When I do a crash analysis for a city, one of the tasks I do regularly for my job, I generate a crash rate and severity index for each intersection. The severity index is basically a weighted average based on severity, non-injury=1, minor injury=3, and severe injury or fatality=8. The crash rate and severity index are divided to create a Severity Rate. While not perfect or statistically valid, it does help identify trends. Also, I am in a rural state so it is rare that there are enough crashes to make any statistically valid conclusions.
Non-fatal accidents clearly clustered around high traffic areas, but fatal accidents didn’t reveal the same clustering. Instead they appeared to be uniformly distributed across the city.

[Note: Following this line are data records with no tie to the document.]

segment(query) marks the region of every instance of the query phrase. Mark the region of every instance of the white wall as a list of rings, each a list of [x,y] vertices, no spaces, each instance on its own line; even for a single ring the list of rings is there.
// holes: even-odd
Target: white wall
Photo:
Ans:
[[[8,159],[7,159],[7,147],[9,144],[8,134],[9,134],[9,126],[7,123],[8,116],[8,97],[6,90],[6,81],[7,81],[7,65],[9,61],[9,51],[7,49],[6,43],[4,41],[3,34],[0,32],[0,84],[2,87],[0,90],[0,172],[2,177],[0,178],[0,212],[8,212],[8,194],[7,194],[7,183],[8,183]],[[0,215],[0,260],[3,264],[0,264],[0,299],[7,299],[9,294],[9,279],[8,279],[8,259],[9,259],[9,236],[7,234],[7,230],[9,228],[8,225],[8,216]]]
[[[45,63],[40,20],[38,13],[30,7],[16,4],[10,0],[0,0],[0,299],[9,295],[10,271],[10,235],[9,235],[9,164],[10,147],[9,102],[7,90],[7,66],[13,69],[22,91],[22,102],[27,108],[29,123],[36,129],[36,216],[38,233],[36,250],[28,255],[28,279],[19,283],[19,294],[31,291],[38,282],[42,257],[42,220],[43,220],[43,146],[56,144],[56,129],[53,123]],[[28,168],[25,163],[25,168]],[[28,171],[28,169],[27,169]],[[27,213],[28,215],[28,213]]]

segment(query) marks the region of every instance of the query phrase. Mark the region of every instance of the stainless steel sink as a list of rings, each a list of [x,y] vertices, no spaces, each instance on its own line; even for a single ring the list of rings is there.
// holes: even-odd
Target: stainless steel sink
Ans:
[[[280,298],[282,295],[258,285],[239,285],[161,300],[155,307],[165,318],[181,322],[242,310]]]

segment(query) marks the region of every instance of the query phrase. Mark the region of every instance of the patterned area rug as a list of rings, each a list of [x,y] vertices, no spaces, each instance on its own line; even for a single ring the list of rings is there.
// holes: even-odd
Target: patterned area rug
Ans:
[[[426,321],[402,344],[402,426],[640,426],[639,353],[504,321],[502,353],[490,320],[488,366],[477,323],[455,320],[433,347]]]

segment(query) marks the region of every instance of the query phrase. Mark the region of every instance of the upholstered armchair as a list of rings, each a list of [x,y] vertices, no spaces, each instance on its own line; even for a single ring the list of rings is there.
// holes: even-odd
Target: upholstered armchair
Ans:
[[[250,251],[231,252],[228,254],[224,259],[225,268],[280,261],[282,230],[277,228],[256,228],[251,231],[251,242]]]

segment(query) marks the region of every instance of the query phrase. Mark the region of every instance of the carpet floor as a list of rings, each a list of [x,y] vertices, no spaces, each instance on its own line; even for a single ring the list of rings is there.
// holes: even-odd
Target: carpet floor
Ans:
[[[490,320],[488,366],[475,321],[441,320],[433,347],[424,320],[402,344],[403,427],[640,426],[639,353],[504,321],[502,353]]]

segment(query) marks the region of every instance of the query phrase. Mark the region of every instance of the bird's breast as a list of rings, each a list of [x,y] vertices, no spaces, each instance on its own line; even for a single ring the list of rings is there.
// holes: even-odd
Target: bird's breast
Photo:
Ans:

I’m sure there is an explanation in this, and this was only 10 years data for a single city, but it always felt a little spooky that these accidents were equally likely to happen anywhere (though most likely later in the night).
Minor accidents can happen for years at the same intersection, because of the same design issues, without triggering urgent followup, if it doesn't somehow trigger a response from officials.
BTW: there is similar (open) data for Germany: https://unfallatlas.statistikportal.de/ (It clearly shows the problem I mentioned)
Update: sorry, it seems that this issue is already discussed in this thread
https://en.wikipedia.org/wiki/2017_New_York_City_truck_attac...
I'd like to see a month by month heat map.
And this is exactly why humans shouldn't be driving. Hopefully human driving will be banned before too long, as machines can do it so much better.
There is still a value to looking at a population-correlated heatmap in order to draw conclusions from the discrepancies between the two.
This incident was at Lexington and 123rd. In the data, I do not see this incident.